By the time you factor in the 57% conversion rate, the thermic effect of food, and the energy cost of the conversion process itself it becomes clear that protein is an extremely inefficient/poor source of calories, it's little wonder that people lose more fat on high protein diets, for every 1000 calories of protein they eat they're only providing their bodies with perhaps 300 net calories after all is said and done.
Gluconeogenesis usually only occurs when you eat excess protein or not enough carbohydrate, if you require 80 grams of protein to maintain your body and you only eat 80 grams of protein there won't be much gluconeogenesis taking place. If however you were to eat 160 grams of protein your body would convert the excess 80 grams into 45.6 grams of glucose via gluconeogenesis.
Low carbohydrate diets can increase your protein requirements, if you don't eat enough carbohydrate your body will convert protein into glucose, if you don't eat enough protein your body will start breaking down your muscles/organs to provide the amino acids it needs to produce glucose.

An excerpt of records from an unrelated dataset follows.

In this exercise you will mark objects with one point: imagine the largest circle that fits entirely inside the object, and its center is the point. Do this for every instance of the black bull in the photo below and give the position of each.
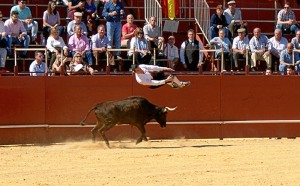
(136, 111)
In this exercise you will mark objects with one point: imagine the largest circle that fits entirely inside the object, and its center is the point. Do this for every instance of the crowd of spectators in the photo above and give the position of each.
(86, 38)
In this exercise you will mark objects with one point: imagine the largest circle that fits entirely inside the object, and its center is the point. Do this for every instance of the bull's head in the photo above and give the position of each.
(161, 117)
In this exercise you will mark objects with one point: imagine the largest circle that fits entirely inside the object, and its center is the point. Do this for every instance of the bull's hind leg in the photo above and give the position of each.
(143, 134)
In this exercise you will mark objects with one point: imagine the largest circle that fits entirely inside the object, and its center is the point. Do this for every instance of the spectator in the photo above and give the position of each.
(260, 48)
(286, 20)
(55, 44)
(268, 72)
(79, 43)
(190, 55)
(240, 47)
(296, 40)
(234, 19)
(51, 19)
(128, 31)
(154, 76)
(286, 59)
(140, 45)
(154, 36)
(3, 45)
(113, 12)
(77, 65)
(100, 42)
(16, 33)
(218, 21)
(223, 42)
(279, 43)
(75, 6)
(171, 53)
(26, 18)
(77, 21)
(38, 67)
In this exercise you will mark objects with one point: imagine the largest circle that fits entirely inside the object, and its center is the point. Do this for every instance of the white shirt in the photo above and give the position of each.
(146, 78)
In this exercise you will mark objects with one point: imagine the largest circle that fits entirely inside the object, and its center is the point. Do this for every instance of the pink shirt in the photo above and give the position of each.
(78, 44)
(128, 30)
(14, 28)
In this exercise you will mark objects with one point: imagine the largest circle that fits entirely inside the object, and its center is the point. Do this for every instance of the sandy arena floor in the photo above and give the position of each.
(166, 162)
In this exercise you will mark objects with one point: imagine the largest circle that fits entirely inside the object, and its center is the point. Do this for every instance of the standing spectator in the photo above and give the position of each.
(75, 6)
(286, 20)
(154, 36)
(38, 66)
(3, 45)
(26, 18)
(190, 55)
(218, 21)
(240, 47)
(79, 43)
(140, 45)
(51, 19)
(171, 53)
(222, 42)
(101, 42)
(286, 59)
(77, 21)
(260, 48)
(234, 19)
(16, 33)
(279, 43)
(296, 40)
(55, 44)
(128, 31)
(113, 12)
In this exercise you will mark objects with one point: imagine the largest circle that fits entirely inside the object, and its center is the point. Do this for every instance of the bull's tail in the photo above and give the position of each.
(83, 121)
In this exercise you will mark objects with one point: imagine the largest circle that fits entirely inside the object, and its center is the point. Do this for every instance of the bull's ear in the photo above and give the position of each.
(166, 109)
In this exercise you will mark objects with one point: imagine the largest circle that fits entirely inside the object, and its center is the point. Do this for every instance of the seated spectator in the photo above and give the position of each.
(59, 63)
(223, 42)
(279, 43)
(171, 53)
(17, 33)
(218, 21)
(286, 59)
(38, 66)
(234, 19)
(77, 21)
(268, 72)
(77, 65)
(240, 47)
(26, 18)
(260, 49)
(100, 44)
(75, 6)
(51, 19)
(140, 46)
(191, 55)
(128, 31)
(79, 43)
(55, 44)
(3, 45)
(154, 36)
(286, 20)
(296, 40)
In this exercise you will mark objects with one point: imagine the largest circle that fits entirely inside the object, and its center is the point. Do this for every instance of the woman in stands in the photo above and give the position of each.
(51, 19)
(140, 45)
(55, 44)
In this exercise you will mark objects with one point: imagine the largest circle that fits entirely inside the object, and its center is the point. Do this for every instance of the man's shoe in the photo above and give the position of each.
(185, 83)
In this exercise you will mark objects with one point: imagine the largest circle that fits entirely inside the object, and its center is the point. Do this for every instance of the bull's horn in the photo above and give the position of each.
(170, 109)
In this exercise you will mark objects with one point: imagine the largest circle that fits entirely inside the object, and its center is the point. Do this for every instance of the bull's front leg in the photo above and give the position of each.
(143, 134)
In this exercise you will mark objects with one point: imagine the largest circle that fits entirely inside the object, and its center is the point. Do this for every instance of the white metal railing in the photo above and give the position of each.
(153, 8)
(202, 17)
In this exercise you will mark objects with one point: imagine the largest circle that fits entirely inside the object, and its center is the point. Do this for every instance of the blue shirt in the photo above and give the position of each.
(110, 7)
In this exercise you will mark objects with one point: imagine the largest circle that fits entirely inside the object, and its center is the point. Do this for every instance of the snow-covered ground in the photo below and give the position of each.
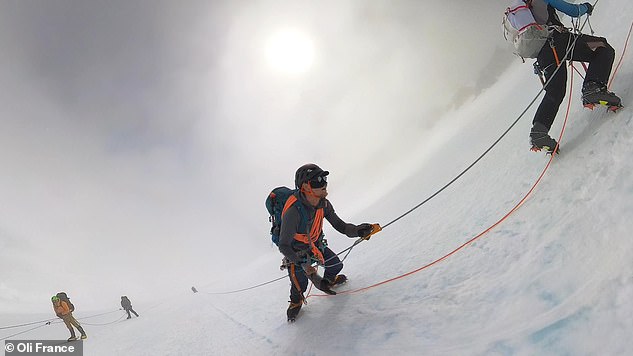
(554, 278)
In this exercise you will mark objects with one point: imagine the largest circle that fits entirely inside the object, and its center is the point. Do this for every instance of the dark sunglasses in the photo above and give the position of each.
(318, 182)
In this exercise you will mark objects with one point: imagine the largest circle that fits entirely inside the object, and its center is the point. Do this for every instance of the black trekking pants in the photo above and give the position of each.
(299, 280)
(594, 50)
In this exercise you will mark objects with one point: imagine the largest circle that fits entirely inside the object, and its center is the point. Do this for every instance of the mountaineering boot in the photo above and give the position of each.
(339, 279)
(293, 311)
(321, 283)
(594, 93)
(540, 140)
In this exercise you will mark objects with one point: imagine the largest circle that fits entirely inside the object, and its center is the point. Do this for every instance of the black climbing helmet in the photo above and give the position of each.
(307, 172)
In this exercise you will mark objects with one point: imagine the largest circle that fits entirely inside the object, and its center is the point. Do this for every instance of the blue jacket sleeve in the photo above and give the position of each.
(573, 10)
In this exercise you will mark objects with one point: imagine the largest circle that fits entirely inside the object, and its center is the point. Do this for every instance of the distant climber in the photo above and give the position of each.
(127, 305)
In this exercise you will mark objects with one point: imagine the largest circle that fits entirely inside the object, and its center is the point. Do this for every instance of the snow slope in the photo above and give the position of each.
(555, 278)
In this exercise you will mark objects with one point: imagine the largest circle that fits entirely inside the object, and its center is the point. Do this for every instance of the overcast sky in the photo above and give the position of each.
(140, 138)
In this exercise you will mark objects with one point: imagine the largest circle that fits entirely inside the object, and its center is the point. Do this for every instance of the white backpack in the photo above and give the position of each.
(520, 28)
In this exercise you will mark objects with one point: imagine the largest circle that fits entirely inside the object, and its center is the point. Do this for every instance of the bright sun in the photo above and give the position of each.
(290, 51)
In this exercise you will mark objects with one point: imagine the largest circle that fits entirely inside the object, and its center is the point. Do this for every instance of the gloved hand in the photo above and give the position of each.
(308, 269)
(364, 230)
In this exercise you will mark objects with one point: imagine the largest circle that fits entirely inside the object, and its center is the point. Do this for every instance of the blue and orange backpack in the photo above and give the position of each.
(275, 203)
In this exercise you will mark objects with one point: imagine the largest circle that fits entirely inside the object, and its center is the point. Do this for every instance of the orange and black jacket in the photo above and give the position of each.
(302, 228)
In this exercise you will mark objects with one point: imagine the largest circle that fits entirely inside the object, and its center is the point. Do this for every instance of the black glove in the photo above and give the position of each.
(364, 230)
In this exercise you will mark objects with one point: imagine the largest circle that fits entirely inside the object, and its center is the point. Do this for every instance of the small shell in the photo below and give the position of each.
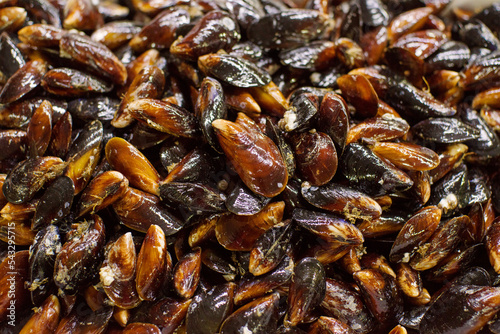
(117, 273)
(129, 161)
(246, 147)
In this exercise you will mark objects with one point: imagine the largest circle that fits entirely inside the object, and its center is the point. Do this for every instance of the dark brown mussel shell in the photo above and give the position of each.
(473, 305)
(12, 57)
(13, 276)
(488, 143)
(167, 313)
(246, 147)
(451, 192)
(307, 290)
(42, 255)
(270, 249)
(287, 29)
(441, 244)
(452, 55)
(47, 317)
(407, 156)
(329, 325)
(42, 11)
(475, 34)
(165, 117)
(70, 82)
(370, 174)
(351, 203)
(381, 295)
(141, 328)
(81, 15)
(377, 129)
(90, 108)
(96, 56)
(219, 260)
(328, 227)
(102, 191)
(214, 31)
(85, 321)
(414, 103)
(316, 157)
(233, 70)
(148, 83)
(55, 203)
(39, 130)
(192, 196)
(29, 176)
(192, 166)
(139, 210)
(61, 136)
(41, 35)
(315, 56)
(13, 143)
(117, 273)
(84, 154)
(333, 119)
(77, 262)
(252, 287)
(345, 304)
(160, 32)
(360, 93)
(128, 160)
(259, 316)
(152, 264)
(303, 111)
(210, 106)
(23, 81)
(186, 274)
(115, 34)
(416, 231)
(208, 309)
(240, 233)
(242, 201)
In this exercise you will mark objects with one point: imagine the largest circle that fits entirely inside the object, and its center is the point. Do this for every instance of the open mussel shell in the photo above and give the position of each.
(259, 316)
(306, 291)
(208, 309)
(77, 262)
(46, 246)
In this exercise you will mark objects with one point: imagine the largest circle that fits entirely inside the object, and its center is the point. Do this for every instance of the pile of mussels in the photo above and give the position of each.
(249, 166)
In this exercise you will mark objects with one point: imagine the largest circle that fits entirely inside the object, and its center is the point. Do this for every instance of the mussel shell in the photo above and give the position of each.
(208, 309)
(287, 29)
(194, 196)
(327, 226)
(233, 70)
(242, 201)
(259, 316)
(488, 143)
(77, 262)
(307, 290)
(368, 173)
(42, 256)
(12, 58)
(214, 31)
(340, 199)
(29, 176)
(445, 130)
(451, 192)
(270, 249)
(55, 203)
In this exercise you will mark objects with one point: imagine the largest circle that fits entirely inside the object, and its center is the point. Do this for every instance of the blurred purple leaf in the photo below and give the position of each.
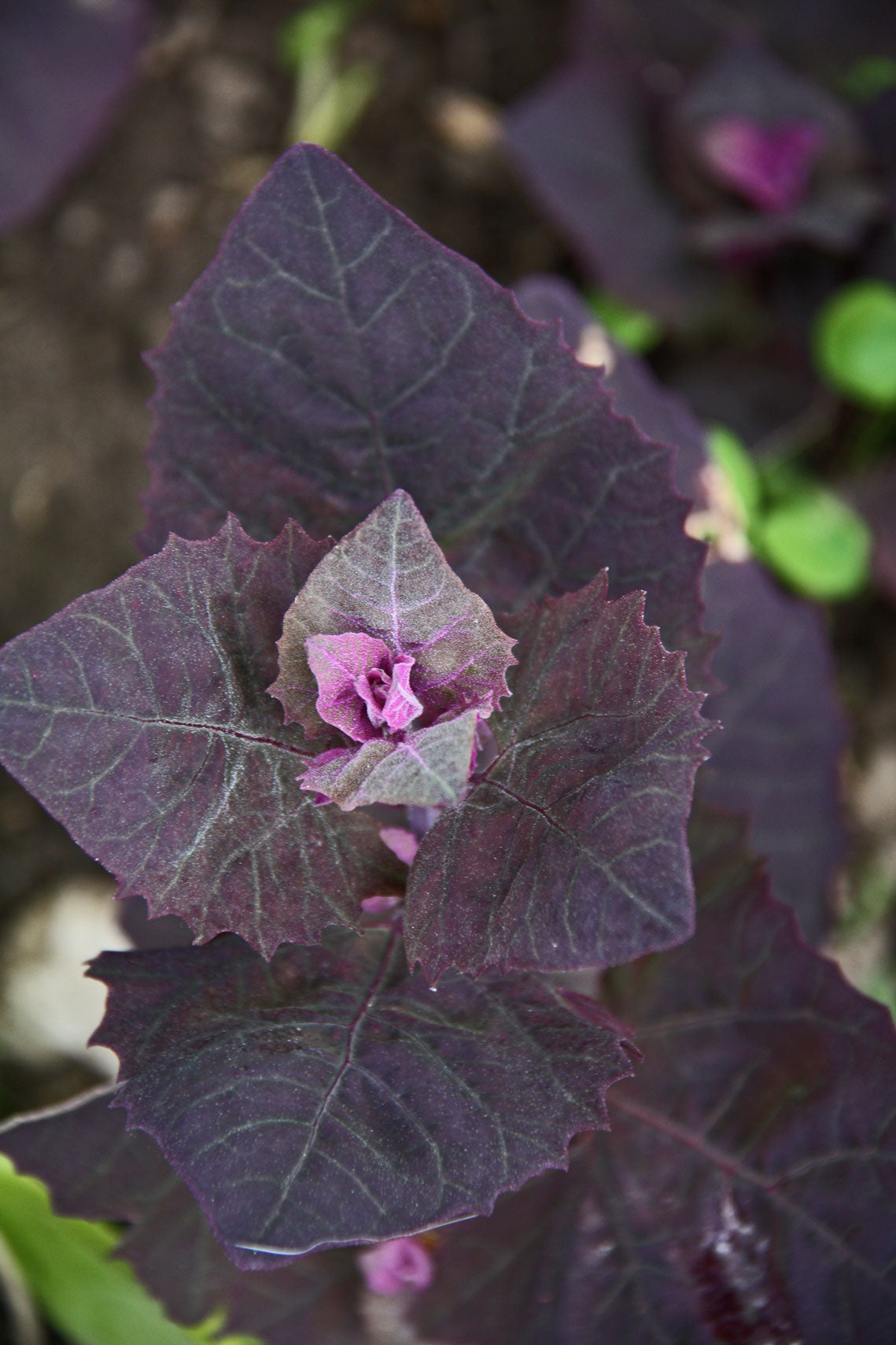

So yeah I was doing some number crunching in my head last night in regards to gluconeogenesis and my estimate of net 300 calories from 100 calories of protein (250 grams) I gave earlier is off the mark. The real calculation is:
- 1000 calories (250 grams) of protein ingested
- 570 calories worth of glucose produced during gluconeogenesis
So out of 1000 calories we now only have 570 useable calories, but it gets worse:
- 300 calories burned during digestion (the TEF of protein is around 30%)
- 190 calories burned during the conversion process itself (the cost of gluconeogenesis is 33% of the energy content of the produced glucose)
So after starting with 1000 calories from protein we're left with a whopping 80 calories. Eating 250 grams of protein (1000 calories) yields 80 useable net calories. Now here's something pretty cool, those 490 calories burned during digestion and the conversion process come from fat calories, what this means is that 490 calories of fat are burned to produce 570 calories of glucose.
Eating 250 grams of protein causes your body to burn 490 fat calories in order to produce 570 glucose calories (80 calorie net gain). I'm sure you can start to understand now just how powerful high protein diets are for fat loss.